With the sheer wealth of excitement and opportunities central London offers, people gravitate to our city centre constituency both from across the country and the globe. This can place a massive burden on our precious social housing stock which is why, over my past nine years of serving as your local MP, housing has remained one of the biggest issues in my postbag.
The issue of social housing provision is perhaps not one people would traditionally associate with the Conservative Party. However, even my political opponents recognise the huge and continuing effort my team have put into housing matters on behalf of constituents – indeed the government’s own Housing Minister, Iain Wright, said of me in a parliamentary debate last year, ‘For an hon. Member who represents what is seen as an affluent area, the manner in which he represents all his constituents is testimony to his character’.
My campaigns on housing have included getting help for leaseholders in the face of massive major works bills resulting from the government’s Decent Homes initiative; prioritising local people for social housing properties; calling for a more flexible rental system so that those on low to middle incomes can live here; and financing new social housing developments in the economic downturn. Most recently, I played a leading role in cross-party efforts to stand up for Millbank residents against the Crown Estate’s proposals to break up this stable community.
My team and I have also worked hard to maintain excellent relationships with our constituency’s social housing providers, such as the Peabody Trust, as well as with many of our local homelessness charities so that we can help the most vulnerable in the area.

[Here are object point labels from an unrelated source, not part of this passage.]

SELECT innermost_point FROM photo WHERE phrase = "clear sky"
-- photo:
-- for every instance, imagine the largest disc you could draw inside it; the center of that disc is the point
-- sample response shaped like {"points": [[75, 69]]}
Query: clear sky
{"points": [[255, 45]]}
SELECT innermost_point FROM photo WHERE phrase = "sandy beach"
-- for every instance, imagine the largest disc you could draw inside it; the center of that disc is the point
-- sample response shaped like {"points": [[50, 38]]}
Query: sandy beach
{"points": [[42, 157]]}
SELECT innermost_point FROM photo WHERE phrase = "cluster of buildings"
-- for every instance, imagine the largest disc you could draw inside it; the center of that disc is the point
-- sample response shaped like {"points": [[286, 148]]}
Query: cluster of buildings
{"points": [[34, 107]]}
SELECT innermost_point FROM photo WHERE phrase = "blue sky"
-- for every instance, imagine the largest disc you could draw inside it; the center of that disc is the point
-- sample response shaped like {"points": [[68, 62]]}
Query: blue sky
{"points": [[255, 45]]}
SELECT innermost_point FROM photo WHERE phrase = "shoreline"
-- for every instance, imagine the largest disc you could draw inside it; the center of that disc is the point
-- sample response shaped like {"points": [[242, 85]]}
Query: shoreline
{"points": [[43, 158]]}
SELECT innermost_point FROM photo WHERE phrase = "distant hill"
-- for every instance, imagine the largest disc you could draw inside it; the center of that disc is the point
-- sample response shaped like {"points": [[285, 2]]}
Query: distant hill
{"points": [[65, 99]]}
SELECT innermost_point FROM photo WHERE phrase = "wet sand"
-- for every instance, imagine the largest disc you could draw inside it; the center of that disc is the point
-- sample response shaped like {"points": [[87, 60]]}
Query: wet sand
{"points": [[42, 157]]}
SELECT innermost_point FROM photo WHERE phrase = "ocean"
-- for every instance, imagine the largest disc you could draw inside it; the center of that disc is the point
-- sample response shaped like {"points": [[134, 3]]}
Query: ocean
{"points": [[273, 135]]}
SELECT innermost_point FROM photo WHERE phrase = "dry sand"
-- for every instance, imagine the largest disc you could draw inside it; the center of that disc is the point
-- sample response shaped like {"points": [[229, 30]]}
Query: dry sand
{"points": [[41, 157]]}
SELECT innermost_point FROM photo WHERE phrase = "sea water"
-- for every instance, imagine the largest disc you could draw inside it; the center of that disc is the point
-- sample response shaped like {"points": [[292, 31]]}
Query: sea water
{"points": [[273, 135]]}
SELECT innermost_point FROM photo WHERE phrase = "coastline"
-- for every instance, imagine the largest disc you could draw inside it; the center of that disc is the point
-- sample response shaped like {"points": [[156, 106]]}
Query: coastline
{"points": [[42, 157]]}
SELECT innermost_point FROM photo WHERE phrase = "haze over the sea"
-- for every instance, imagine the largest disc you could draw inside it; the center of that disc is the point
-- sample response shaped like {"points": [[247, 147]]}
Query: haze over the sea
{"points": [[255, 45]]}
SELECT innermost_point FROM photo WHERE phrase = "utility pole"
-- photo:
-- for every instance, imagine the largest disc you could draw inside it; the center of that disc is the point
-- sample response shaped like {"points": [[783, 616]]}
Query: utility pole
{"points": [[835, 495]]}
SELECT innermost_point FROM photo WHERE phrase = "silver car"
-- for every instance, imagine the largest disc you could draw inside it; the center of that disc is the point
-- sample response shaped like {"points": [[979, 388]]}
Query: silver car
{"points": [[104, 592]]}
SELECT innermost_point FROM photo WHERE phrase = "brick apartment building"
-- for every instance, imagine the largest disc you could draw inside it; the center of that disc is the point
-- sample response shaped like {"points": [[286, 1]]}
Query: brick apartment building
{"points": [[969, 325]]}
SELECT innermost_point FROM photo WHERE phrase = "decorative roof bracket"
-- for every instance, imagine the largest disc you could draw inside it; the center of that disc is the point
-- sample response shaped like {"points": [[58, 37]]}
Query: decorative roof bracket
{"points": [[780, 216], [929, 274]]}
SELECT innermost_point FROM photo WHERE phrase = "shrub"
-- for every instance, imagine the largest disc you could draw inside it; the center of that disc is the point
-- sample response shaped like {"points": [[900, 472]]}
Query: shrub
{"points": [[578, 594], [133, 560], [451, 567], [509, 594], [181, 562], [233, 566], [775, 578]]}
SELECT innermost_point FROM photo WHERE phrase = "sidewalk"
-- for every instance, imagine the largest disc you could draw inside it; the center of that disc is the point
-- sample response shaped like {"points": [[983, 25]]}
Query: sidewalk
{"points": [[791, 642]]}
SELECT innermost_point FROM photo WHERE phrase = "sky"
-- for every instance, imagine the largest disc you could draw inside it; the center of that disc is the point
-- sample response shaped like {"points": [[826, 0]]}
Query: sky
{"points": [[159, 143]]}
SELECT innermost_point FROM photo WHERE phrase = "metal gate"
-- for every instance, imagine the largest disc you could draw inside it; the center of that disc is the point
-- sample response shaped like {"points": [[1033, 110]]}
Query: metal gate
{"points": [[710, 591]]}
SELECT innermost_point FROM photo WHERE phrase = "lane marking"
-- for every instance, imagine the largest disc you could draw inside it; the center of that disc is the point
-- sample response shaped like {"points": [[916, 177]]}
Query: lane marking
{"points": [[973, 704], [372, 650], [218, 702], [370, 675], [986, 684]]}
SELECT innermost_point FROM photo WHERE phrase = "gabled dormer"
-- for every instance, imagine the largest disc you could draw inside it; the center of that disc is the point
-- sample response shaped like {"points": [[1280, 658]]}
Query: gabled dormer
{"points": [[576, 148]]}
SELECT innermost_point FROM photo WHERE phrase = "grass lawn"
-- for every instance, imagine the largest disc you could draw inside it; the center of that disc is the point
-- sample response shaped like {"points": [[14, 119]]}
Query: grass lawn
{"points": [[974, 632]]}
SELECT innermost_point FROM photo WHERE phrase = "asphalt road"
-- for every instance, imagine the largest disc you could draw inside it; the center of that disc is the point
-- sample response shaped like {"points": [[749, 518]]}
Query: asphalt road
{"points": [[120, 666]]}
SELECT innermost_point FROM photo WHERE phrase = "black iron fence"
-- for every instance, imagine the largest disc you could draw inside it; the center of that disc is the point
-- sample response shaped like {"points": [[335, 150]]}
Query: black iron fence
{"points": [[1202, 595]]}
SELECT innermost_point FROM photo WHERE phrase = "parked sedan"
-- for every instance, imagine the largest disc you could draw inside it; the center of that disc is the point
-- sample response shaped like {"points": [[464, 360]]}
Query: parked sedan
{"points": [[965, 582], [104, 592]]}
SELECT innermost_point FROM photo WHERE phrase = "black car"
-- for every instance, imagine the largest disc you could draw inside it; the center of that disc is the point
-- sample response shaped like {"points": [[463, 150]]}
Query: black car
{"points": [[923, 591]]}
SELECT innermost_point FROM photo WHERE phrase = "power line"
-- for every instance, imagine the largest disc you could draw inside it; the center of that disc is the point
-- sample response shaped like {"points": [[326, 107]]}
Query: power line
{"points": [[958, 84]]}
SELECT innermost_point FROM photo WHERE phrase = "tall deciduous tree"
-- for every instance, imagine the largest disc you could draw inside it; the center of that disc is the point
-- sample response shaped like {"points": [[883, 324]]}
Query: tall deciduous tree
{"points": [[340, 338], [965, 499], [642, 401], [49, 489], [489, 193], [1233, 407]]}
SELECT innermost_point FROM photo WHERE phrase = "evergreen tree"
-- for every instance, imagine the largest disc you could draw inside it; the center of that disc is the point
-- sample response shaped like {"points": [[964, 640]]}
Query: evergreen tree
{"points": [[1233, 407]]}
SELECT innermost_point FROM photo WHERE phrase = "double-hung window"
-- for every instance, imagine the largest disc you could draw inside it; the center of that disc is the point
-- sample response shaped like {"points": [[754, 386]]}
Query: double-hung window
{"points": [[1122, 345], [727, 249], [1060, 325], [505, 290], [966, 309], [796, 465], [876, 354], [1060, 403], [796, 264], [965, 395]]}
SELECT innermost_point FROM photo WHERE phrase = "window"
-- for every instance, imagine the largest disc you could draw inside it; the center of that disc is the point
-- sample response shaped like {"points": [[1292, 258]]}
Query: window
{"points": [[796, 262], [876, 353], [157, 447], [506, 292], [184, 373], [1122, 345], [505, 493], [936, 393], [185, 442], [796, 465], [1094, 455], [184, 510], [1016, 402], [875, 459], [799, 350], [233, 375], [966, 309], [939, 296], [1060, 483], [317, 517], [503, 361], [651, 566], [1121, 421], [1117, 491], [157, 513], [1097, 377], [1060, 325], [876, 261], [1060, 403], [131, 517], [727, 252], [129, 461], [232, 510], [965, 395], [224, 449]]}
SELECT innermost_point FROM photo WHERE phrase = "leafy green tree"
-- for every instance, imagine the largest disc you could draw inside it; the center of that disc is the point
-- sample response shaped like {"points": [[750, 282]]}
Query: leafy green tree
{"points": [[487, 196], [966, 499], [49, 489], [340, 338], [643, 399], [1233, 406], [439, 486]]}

Conservatives are pledged to scrap stamp duty for first-time buyers on homes valued up to £250 000, abolish Home Information Packs, and work with communities to set up Local Housing Trusts, to build new affordable homes for local people. Whereas Labour have curtailed the right of social tenants to own their home, a Conservative Government will make it easier for social tenants to own or part-own their home. This will not only help people up the housing ladder, but also ensure residents have greater pride and a greater stake in their local community.